Since the 18th century, people have come to admire the beautiful landscapes of the Mont-Tremblant region, and of course the mountain itself.
The highest peak in the Laurentians has something for all ski and snowboarding enthusiasts. First and foremost, snow: the mountain receives on average 380 cm (12.47 feet) of snow each year and has the most powerful snowmaking system in Eastern Canada. Its 95 trails and 3 snow parks offer spectacular views and thrilling runs.
However, the magnificent resort has plenty of other activities on offer, for example, if you can walk, you can snowshoe! This activity is perfect for families and nature lovers.
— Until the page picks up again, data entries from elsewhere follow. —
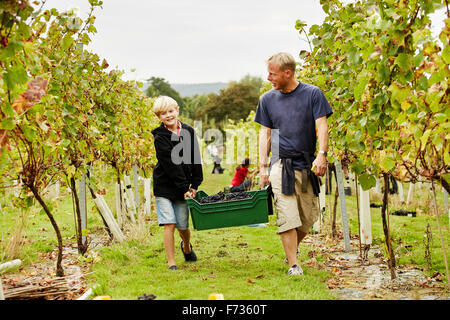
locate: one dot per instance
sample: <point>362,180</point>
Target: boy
<point>176,176</point>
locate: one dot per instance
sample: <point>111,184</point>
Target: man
<point>289,115</point>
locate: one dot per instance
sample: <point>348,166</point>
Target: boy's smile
<point>170,118</point>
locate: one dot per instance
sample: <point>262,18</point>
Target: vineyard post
<point>366,223</point>
<point>384,217</point>
<point>118,205</point>
<point>83,207</point>
<point>136,189</point>
<point>410,193</point>
<point>147,195</point>
<point>400,192</point>
<point>340,182</point>
<point>440,232</point>
<point>446,205</point>
<point>318,223</point>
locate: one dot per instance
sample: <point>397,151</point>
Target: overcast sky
<point>197,40</point>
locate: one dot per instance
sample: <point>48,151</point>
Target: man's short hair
<point>164,103</point>
<point>284,60</point>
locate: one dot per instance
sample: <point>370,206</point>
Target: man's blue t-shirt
<point>293,114</point>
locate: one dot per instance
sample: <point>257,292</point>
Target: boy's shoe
<point>285,259</point>
<point>295,270</point>
<point>191,256</point>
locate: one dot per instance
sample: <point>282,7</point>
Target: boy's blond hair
<point>284,60</point>
<point>164,103</point>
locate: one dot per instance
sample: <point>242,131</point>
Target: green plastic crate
<point>229,213</point>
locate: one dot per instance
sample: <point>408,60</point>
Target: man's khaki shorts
<point>299,210</point>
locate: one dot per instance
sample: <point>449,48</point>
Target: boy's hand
<point>320,165</point>
<point>263,177</point>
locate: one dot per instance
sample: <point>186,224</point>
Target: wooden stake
<point>440,232</point>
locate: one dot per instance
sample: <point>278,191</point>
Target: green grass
<point>239,262</point>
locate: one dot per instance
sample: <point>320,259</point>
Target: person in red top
<point>239,183</point>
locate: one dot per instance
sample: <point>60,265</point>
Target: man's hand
<point>263,177</point>
<point>193,192</point>
<point>321,164</point>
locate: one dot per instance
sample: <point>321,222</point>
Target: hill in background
<point>191,89</point>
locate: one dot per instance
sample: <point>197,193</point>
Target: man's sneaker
<point>295,270</point>
<point>285,259</point>
<point>191,256</point>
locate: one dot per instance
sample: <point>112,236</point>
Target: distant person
<point>176,176</point>
<point>289,115</point>
<point>238,183</point>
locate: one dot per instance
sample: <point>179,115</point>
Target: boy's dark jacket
<point>172,180</point>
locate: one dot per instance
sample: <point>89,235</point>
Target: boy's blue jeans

The trails are spread over an area of over 25 square kilometers of forests, meadows, lakes, and streams. This territory is inhabited by many birds and animals such as white-tailed deer that you may be lucky enough to encounter on your hike.
This ingenious means of transport was invented by the Aboriginals and later adopted by the coureurs de bois, or woodsmen. There’s still no better way to stay atop the powder on a winter hike. Snowshoes are great for scaling snowy slopes and striding through vast wooded areas. In the cold season, don’t leave home without them!
The Amerindians had perfected their design well before the arrival of the Europeans, taking inspiration from shapes found in nature and coming up with four basic snowshoe types: the beaver tail, the owl tail, the round-end and the bear paw. These days, snowshoes tend to be more compact, featuring light metal frames, crampons and straps that are better adapted to today’s footwear. However, old-fashioned babiche (rawhide) snowshoes, if largely relegated to the status of decorative objects, are nonetheless perfectly snow-worthy—according to their proud owners!